In Texas, children who are adopted from foster care with Child Protective Services are eligible for free Texas university education and free medical care until they are 18. In many states, there is an adoption grant that is given in a lump sum, or doled out over time, for children adopted from the system.

All Biological Parents Are Horrible

That's entirely false and a horrific claim for anyone to make. Yes, some are what you would consider to be "bad people" or "bad parents," but some of them are foster kids who were never rescued or helped or healed. Some of them never had a single example of a stable parent to learn from. That doesn't mean they should be able to endanger a child, but it means that they aren't all horrible people on purpose.

Poverty, lack of education, mental illness, lack of a support system, and even systemic cultural problems can cause children to end up in foster care. And it's not always because their biological parents are horrible. We cannot, and should not, simply a very complicated situation.

You Need A Mansion To Provide Foster Care

My partner and I literally live in an 800 square foot apartment and were licensed to have two children under the age of 2 and one child over the age of 2. Two kids in one bedroom, with the youngest babe in our room.

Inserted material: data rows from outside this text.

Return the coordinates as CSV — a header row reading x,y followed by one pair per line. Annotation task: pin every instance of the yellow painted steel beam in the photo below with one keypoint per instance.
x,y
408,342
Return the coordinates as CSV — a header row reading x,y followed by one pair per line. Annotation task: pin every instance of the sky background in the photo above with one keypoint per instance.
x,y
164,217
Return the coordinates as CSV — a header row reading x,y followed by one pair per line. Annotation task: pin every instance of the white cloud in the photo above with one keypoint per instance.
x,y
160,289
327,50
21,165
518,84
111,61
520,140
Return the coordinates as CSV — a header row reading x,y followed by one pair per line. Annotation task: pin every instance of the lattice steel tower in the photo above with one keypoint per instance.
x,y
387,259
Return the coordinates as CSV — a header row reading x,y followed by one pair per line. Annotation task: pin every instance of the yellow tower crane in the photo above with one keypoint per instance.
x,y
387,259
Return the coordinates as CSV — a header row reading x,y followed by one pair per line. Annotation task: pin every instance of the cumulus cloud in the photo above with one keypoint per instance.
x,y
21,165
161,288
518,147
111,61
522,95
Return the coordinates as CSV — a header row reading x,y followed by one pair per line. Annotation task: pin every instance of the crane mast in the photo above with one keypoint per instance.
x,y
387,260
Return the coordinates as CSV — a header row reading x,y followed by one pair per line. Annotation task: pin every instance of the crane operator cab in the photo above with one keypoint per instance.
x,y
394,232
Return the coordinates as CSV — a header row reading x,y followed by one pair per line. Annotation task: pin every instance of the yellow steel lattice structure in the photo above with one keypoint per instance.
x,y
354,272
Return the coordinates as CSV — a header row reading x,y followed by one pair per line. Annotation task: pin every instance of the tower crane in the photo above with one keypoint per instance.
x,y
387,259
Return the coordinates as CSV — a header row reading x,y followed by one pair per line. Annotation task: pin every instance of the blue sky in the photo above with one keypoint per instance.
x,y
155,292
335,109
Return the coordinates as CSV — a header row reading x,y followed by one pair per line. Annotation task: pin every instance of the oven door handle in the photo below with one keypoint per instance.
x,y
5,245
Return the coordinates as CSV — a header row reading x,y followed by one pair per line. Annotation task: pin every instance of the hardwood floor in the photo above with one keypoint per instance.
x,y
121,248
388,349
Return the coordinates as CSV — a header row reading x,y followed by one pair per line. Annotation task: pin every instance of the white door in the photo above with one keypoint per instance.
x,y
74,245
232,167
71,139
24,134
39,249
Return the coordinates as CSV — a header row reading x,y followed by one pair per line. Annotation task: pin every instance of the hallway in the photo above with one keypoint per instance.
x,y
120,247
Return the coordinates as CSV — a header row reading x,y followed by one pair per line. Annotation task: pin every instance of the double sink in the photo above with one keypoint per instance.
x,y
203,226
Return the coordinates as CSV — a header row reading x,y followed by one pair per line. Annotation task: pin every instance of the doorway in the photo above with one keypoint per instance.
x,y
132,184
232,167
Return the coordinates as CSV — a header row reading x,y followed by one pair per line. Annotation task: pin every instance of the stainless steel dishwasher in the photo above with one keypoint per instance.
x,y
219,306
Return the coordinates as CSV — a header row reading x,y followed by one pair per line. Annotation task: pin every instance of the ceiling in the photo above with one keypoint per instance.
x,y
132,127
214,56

Can you even imagine? That never came to pass, but we did have two babies under 1 a few times. And while it was tricky at nap time, we quickly got them onto the same schedule and it was relatively peaceful.

You just don't need enormous amounts of space to provide adequate foster care. You need an extra bed, an extra seat at the table, and an extra space in the car. Oh, and you need extra space in your heart.

You Have To Be Willing To Adopt

There are a lot of cases that go to adoption by a family member or by a foster parent, but you don't have to be willing to adopt a child just because they are available for adoption. If you aren't in a position to adopt a child you have been fostering, the state system will look for a suitable adoptive family while you continue to foster until they are approved.

You Have To Do It Forever

Obviously the goal isn't to take in a foster child for a few months and then decide you're over it and ship them off to another foster home. But simply because a child might be in foster care for several years doesn't mean that you need to sign up for a forever commitment to foster care. There is naturally a high turnover rate with foster families, and that's OK. You do get to decide what's right for your own biological family, in whatever season you're going through, even if you're a foster parent, too.